I created this piece for a retreat at which I gave a workshop, all about managing/organizing our days to be what we want them to be about. Not the business, “should’s,” chores and obligations but whatever the “more” is that we want from our days. So while in retreat mode, I wanted to distill some of the most important learnings I’ve had, through client work and my own work.
These observations are distilled from 11 years as an organizer and organizing coach, my second career. Some would have been great to know when I was a manager but …. we learn when we are ready. So your questions could be: What “more” do you want? Which of these did you not already know or believe? Where would you start?
Part 2 of a 2 part blog. Part 1 was here.
- Create a “framework” to manage your days. Play with the structure/flexibility equation for your life to feel productive.
- Know how you keep yourself steady mentally and create a way to remind yourself of what works and how it feels. When a life crisis hits your usual “ebb and flow” or “balanced” life, this makes it easier to put some of this into your day, even very small bits of time.
- Learn and use your strengths, values, learning styles, and processing modalities (how you take in the world around you). When you do, it becomes easier and instinctive to keep things, thoughts and time as “creatively ordered” as fits you.

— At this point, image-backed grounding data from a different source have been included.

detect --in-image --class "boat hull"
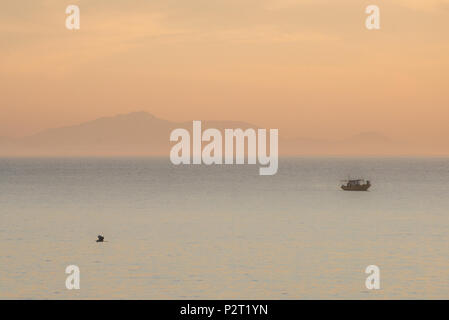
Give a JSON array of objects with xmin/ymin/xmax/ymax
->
[{"xmin": 341, "ymin": 184, "xmax": 370, "ymax": 191}]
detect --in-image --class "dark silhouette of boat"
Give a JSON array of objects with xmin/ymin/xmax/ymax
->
[{"xmin": 341, "ymin": 179, "xmax": 371, "ymax": 191}]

- Executive function capabilities and willpower “run out” towards the end of your day. Figure out how to replenish yours.
- Multi-tasking and frequently switching gears, science tells us, both tire out your brain’s executive functions faster. And it’s more difficult and precarious with ADHD. Experiment with blocks of time during your days and group similar things to do. Or by role, project, or skill set needed. Leverage your peak thinking, creative and other types of time. Think about rhythms of during your day.

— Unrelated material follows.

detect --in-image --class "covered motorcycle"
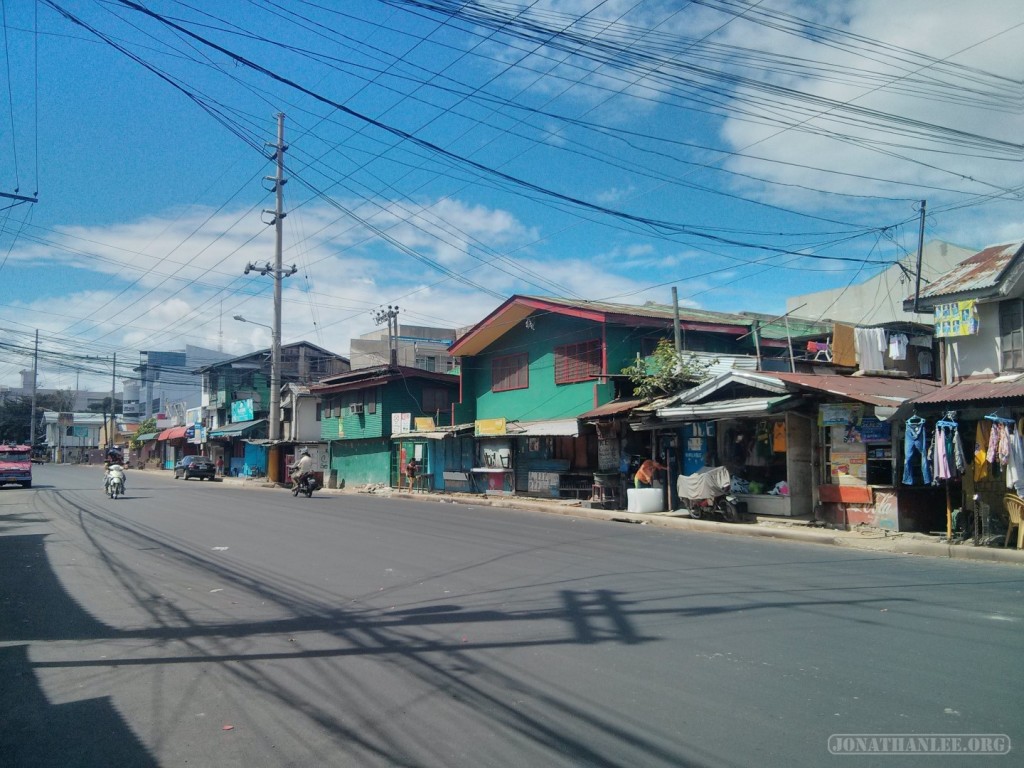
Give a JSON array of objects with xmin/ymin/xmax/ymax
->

- A fairly regular wake up time, no matter your situation, is foundational to managing your days, keeping it all together, and having enough energy after your work day (inside or outside the home) to have more of a life.
- Focus on the next (super) small step, not the whole plan, not the day nor the project. Let it unfold. Gain momentum with a small, easy step.

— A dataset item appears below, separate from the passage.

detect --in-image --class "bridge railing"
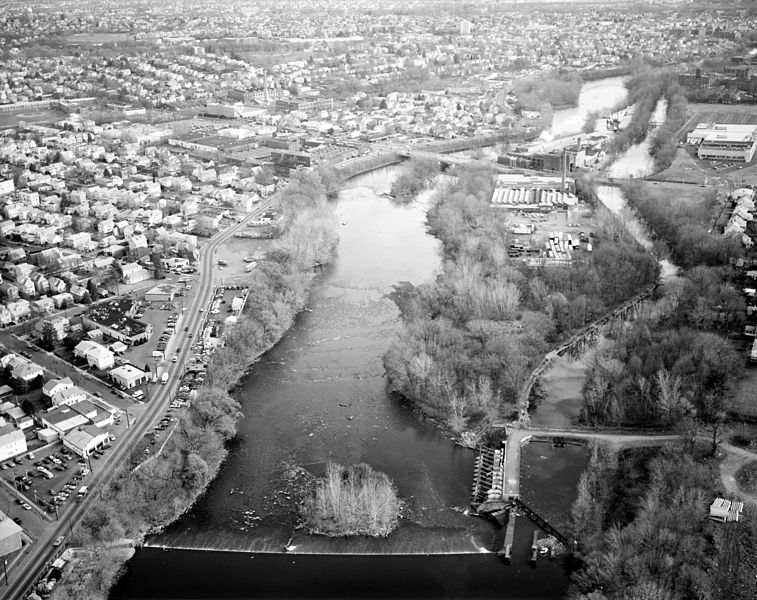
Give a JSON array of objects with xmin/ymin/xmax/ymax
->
[{"xmin": 520, "ymin": 424, "xmax": 676, "ymax": 435}]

- When feeling stuck, physically move to a different spot in the room or go outside. Try on a different perspective. A different “hat.” Imagine what your mentor would do. Take yourself out of the situation. What are the possibilities? Be curious; curiosity has zero emotion and no judgment tied to it. It will move you forward.
- Figure out your own “letting go” strategies. Start small and easy. Build up to difficult or sentimental. True for letting go of things, of tasks, relationships, or making decisions. It’s similar to building up a new body muscle.
Last one: As you live with less stuff or with less swirling around of things to do in your head, you’ll feel a significant difference. And your tolerance for clutter of all types will decline. Expect to continue on a path of living with less in your space and in your mind.
Please return a few times to this post and the prior one to reflect on how these play out in your work and home life. It’ll be worth it.